Australia may lead the world, but the world can’t breathe freely yet.
It is rare for the world to be watching when the High Court of Australia makes a decision. But so it was yesterday with British American Tobacco Australasia Limited & Ors v Commonwealth, the so-called ‘plain packaging’ case. The case concerned a challenge by several multinational cigarette companies (aka ‘Big Tobacco’) to the federal
Tobacco Plain Packaging Act 2011, due to come into effect in December this year. The Act prohibits, among other things, the use of logos and trademarks on cigarette packets, and requires in their place health warnings on a background described as ‘drab dark brown’, and the printing of brand names in a small, generic font. The idea is to make packets as unglamorous, indeed disgusting, as possible and thus reduce smoking by repelling purchasers. Several other countries, apparently, are contemplating similar legislation; they watched for confirmation that this world-first initiative would survive. The decision, upholding the Act in its entirety and ordering the plaintiffs to pay costs, was greeted with resounding applause.
The international interest, no doubt, is encouraging for the Australian government and inspiring for anti-smoking campaigners. Still, it is intriguing, even faintly nonsensical, for other countries to take heart from this decision. The BATA challenge was mounted on numerous grounds, but revolved, essentially, around the particular constitutional claim that the Act compulsorily acquires the companies’ intellectual property without proper compensation. Section 51 (xxxi) of the
Australian Constitution (the provision that starred, albeit misleadingly, in the iconic 1997 comedy ‘The Castle’) empowers the Commonwealth to acquire property, but requires ‘just terms’ in return. There may well be counterparts in the laws and constitutions of other countries, but existing Australian case law is unlikely to provide a trans-national precedent, and this latest case is unlikely to alter this.
Fascinating and frustrating at the same time, the Court only handed down its Orders yesterday, telling us that ‘at least a majority’ had found the law to be constitutionally valid (is someone still making up his or her mind?) and reserving the reasons for a later date. Analysis of the reasoning must therefore be speculative. But while we don’t know what the Court will say, we have some idea of what it will not say. Australia, it seems clear, has resisted the invitation to go down the ‘regulatory takings’ road that the United States has pioneered and other countries have followed.
The Fifth Amendment of the U.S. Constitution (upon which Australia’s section 51 (xxxi) was more or less modelled) requires that ‘just compensation’ must be given when private property is taken for public use.

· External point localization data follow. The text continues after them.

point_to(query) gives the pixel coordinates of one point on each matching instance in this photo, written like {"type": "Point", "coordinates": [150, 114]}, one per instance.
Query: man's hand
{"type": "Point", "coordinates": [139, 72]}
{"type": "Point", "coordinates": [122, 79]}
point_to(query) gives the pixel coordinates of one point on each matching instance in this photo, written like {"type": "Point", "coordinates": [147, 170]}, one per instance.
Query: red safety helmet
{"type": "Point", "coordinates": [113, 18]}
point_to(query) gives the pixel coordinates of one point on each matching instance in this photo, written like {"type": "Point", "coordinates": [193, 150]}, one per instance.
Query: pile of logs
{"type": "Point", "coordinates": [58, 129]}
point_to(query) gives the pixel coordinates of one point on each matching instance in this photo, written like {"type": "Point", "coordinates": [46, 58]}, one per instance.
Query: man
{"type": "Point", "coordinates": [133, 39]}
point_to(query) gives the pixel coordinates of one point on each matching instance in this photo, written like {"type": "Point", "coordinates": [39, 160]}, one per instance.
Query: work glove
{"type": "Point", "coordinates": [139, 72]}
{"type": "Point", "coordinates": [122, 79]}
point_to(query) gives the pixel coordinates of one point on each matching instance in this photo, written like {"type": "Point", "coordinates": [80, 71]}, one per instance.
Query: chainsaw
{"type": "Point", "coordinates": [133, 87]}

This provision evolved in the twentieth century to apply not only to actual acquisition, but also to the regulation of property that goes ‘too far’, not merely impairing value or utility, but depriving the owner of the property’s use or economic value, or thwarting ‘investment backed expectations’. Zoning and land use laws were the seedbed of the doctrine in the 1920s, and have generated the greatest challenges. The Supreme Court has not been consistent in its approach, however, and it has looked to the degree to which the public interest is served by the relevant law against the extent of the regulation. This of course, is the rub in the present case. There can be no doubt that the cigarette companies’ economic value and investment backed expectations will be affected by the Act, and that such an argument would be central if a similar U.S. law were to pass, but how much weight would the countervailing public interest be given? As Chief Justice French said, when invited by BATA to consider the regulatory takings argument, ‘none of the [U.S.] cases to which you have taken us involve somebody putting into the marketplace a substance which places at risk of serious and fatal disease … all who use it.’
But this aside, no one on the Court seemed to want to bite at the regulatory takings carrot. The decision, at a guess, will rest instead on the familiar argument (one that does not arise under U.S. takings law) that the Act (which merely adjusts statutory rights) does not involve an acquisition. To breach section 51 (xxxi) something first has to be ‘acquired’ by the Commonwealth. What is acquired does not have to be the same as what was lost, but some Commonwealth benefit has to be made out. No one was seriously arguing that the cigarette companies’ intellectual property had been transferred to the Commonwealth. BATA, however, submitted that a benefit lay in the ‘negative use’ of property, in the Commonwealth’s ability to impose its own design, etc, on BATA’s property, and in its use of the property for its own ends. The Court, it is clear, did not embrace these propositions. We wait now, to find out why.
Meanwhile, other countries should not celebrate too soon, but would be wise to hold off for the WTO’s ruling in the challenge brought by Ukraine, Honduras, and the Dominican Republic to the Australian Act alleging breach of international trade law. That is where the international lesson will really lie. Meanwhile, in Australia (with a ruling that paradoxically reverses the grounds for the fictional ‘little man’s’ victory against big commercial interests depicted in ‘The Castle’) the government and, with it, the ordinary public can breathe freely. At least for the moment.